Judge Says Bare-Bones Agendas For Public Meetings Won't Suffice
He heard back from board counsel Steven Fogarty, who advised him that OPMA only mandates 48 hours' advance notice of a time, date and location and, to the extent known, the agenda, and he cited the attorney general's opinion.
Opderbeck showed up at the June 5 meeting and asked the board to change its policy on attachments, but it failed to take up the request.
After three days of failing to reach Fogarty by phone, Opderbeck emailed him a draft complaint as "a final effort to resolve this matter amicably" and asked that the board agree to supply attachments along with the agendas posted on its website.
The board initially seemed agreeable, but when it finally took up the issue at the Sept. 17 meeting, some members wanted exceptions and expressed concern about "overloading" the public with information and copying costs.
Opderbeck argued there would be no added costs because the documents already had to be scanned for board members, but on Oct. 15, the board voted not to amend the policy.

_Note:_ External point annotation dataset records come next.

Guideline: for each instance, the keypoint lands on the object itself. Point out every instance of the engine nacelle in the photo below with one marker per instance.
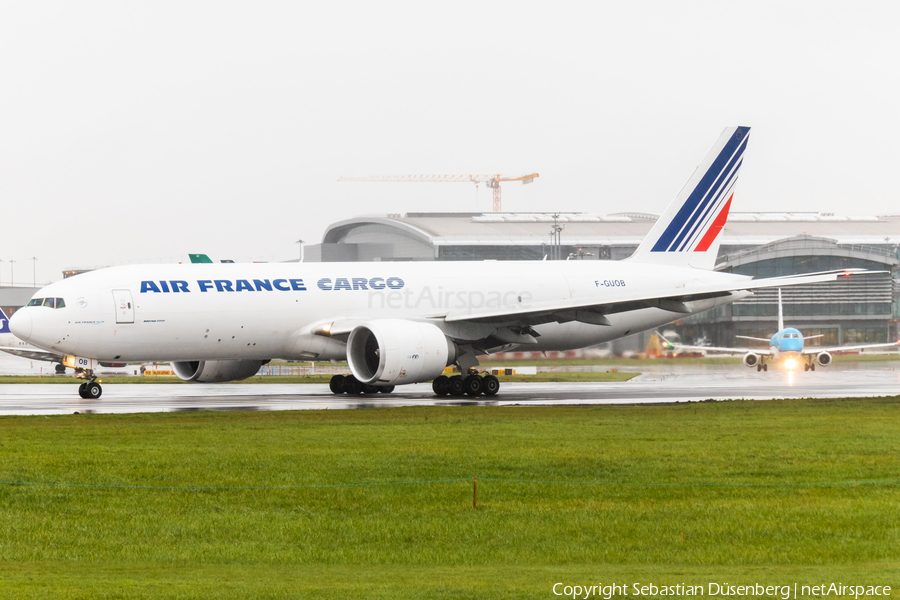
(395, 351)
(214, 371)
(751, 359)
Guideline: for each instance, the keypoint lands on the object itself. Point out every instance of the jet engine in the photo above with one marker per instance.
(395, 351)
(214, 371)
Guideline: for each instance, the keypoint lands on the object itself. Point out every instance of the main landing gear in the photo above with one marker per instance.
(472, 384)
(348, 384)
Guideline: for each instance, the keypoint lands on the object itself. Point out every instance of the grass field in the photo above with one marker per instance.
(198, 505)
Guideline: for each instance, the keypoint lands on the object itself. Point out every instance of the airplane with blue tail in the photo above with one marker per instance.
(785, 347)
(399, 323)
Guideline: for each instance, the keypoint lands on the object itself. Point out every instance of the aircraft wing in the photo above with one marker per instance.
(593, 312)
(764, 351)
(816, 350)
(33, 354)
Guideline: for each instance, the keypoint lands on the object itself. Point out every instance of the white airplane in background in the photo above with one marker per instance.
(13, 345)
(786, 346)
(399, 323)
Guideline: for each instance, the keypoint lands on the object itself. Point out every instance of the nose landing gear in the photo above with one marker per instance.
(348, 384)
(90, 390)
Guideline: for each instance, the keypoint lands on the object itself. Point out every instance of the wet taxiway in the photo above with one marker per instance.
(664, 384)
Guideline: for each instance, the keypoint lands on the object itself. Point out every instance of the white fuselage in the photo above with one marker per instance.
(264, 311)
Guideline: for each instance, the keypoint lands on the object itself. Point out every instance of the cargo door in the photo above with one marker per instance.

Opderbeck's next move was an Oct. 16 OPRA request asking the board to mail him its agendas, including "all attachments, appendices and related records" when it distributes them to members prior to each meeting.
The board refused, saying he was asking for documents before they existed and the request "would exist in perpetuity."
The complaint was filed on Nov. 1, and Doyne heard oral argument on Monday.
Doyne called the attachments "not simply supplemental" but "an integral element necessary to understand the agenda" and concluded they were necessary to provide legally adequate notice.
He said he did not understand the objection given that the surrounding school districts of Ridgewood, Waldwick and Wyckoff provide the attachments, and he saw the process as requiring only one additional step to ensure that privileged and exempt documents are not posted.